In a letter on behalf of the SSH dated 26 October 2010 it was sated that the Skipton Fund had in effect incorporated the essence of this guidance into the Skipton Fund application form, the guidance notes and the letter informing those who clear the virus in the acute phase that they are not entitled to a payment. That appears to me what in substance has taken place, and the guidance cannot, therefore, be meaningfully described as “unpublished”.
The Claimant specifically takes issue with the language of the document, insofar as it refers to an “assumption” and to “robust evidence”, contending that such language is at odds with the published criteria of the Scheme. I do not agree. The published criteria do not deal explicitly with the question of how applicants should show that they fall within any relevant category of entitlement. However, it is plain that the Skipton Fund and, on any appeal, the Appeal Panel would have to decide whether or not any particular applicant did so. It appears to me to be no more than common sense that, given the statistical improbability of an infected person clearing the virus spontaneously after six months’ infection, any decision-maker would begin with an “assumption” that the applicant did not fall within that statistically small category, unless medical evidence showed that he or she was more likely than not to have cleared the virus spontaneously after such period.
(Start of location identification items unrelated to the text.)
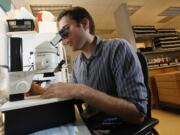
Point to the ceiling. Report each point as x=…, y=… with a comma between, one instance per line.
x=147, y=13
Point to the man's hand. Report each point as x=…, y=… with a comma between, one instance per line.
x=62, y=90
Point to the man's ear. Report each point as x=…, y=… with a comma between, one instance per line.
x=85, y=23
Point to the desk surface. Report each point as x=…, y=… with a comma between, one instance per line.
x=82, y=128
x=28, y=102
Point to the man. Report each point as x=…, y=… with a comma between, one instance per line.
x=106, y=75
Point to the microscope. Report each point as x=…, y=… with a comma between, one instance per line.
x=33, y=114
x=47, y=63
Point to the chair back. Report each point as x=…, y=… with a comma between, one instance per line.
x=144, y=67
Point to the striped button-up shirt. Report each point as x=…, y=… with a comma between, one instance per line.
x=113, y=68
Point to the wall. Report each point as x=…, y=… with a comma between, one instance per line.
x=3, y=38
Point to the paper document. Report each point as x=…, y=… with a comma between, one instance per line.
x=68, y=129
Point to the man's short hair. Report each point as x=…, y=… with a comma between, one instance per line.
x=78, y=14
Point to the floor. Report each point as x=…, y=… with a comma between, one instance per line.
x=169, y=121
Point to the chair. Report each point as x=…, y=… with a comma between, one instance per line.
x=145, y=128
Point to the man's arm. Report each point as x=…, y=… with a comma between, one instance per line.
x=112, y=105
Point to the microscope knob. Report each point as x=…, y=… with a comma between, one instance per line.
x=44, y=63
x=22, y=86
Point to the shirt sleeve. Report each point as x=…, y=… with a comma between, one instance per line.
x=128, y=75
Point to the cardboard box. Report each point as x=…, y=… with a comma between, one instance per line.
x=168, y=85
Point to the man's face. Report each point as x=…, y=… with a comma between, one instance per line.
x=76, y=37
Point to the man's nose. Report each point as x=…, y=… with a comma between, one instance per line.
x=66, y=41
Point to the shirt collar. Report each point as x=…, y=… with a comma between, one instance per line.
x=96, y=51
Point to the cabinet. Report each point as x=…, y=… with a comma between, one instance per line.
x=157, y=56
x=160, y=60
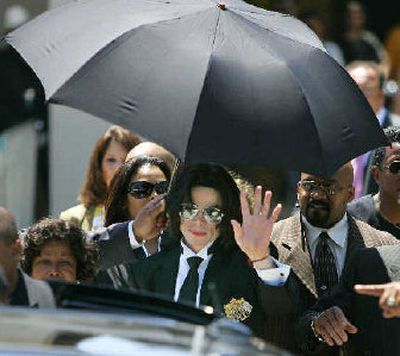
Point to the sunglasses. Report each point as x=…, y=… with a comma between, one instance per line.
x=393, y=168
x=143, y=189
x=212, y=214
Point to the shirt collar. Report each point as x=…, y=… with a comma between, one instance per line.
x=381, y=114
x=203, y=253
x=338, y=232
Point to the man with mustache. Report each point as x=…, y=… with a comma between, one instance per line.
x=382, y=210
x=316, y=243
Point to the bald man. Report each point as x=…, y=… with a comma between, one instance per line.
x=316, y=243
x=17, y=287
x=152, y=149
x=370, y=78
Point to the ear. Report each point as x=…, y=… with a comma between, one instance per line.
x=351, y=194
x=375, y=171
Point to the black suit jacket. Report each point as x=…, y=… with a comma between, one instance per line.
x=376, y=336
x=228, y=275
x=114, y=246
x=292, y=249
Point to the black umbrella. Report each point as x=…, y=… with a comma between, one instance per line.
x=212, y=82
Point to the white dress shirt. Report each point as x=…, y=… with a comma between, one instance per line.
x=184, y=268
x=135, y=244
x=337, y=241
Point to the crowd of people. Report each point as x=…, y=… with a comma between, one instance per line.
x=325, y=280
x=193, y=235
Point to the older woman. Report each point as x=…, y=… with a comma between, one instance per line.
x=107, y=157
x=56, y=249
x=206, y=266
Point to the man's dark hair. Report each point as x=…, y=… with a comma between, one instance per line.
x=393, y=135
x=8, y=227
x=206, y=175
x=49, y=230
x=116, y=207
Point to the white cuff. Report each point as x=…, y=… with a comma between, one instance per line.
x=274, y=276
x=132, y=239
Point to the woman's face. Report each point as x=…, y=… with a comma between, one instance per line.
x=55, y=261
x=198, y=232
x=147, y=173
x=113, y=158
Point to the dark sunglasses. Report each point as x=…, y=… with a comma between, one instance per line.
x=143, y=189
x=393, y=168
x=212, y=214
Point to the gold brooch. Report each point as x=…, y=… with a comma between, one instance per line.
x=238, y=309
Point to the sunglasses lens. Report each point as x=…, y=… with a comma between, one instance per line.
x=213, y=215
x=140, y=190
x=161, y=187
x=188, y=211
x=394, y=167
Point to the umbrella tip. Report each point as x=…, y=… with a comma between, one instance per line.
x=221, y=5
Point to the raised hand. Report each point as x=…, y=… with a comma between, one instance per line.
x=388, y=294
x=150, y=220
x=253, y=236
x=332, y=327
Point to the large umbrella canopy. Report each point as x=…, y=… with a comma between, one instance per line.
x=226, y=83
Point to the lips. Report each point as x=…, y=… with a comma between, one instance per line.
x=198, y=233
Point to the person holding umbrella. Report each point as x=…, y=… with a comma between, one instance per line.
x=107, y=156
x=206, y=266
x=316, y=243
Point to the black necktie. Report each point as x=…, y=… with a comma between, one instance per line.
x=189, y=288
x=324, y=265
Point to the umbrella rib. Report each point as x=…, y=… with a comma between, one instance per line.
x=273, y=54
x=107, y=45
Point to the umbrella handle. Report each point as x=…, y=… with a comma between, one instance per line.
x=174, y=174
x=221, y=5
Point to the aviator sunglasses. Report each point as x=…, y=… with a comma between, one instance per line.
x=143, y=189
x=394, y=167
x=212, y=214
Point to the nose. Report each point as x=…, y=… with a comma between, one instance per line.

Nor do I believe that the epithet “robust” adds much, if anything, in this context. It does no more than remind the decision-maker that, given the statistical improbability of the asserted contingency, he or she should look with care at the particular medical evidence put forward to ensure that (a) it was accurate and reliable and (b) that it was in fact probative of what was assented. That again, in the present context, seems no more than common sense.
I, therefore, reject the contention both that the guidance contained in the e-mail of 4 November 2004 was “unpublished” in any relevant sense and that such guidance was in conflict with, or inconsistent with, the published criteria.
For these reasons both grounds of challenge fail and I dismiss this application for judicial review against SSH.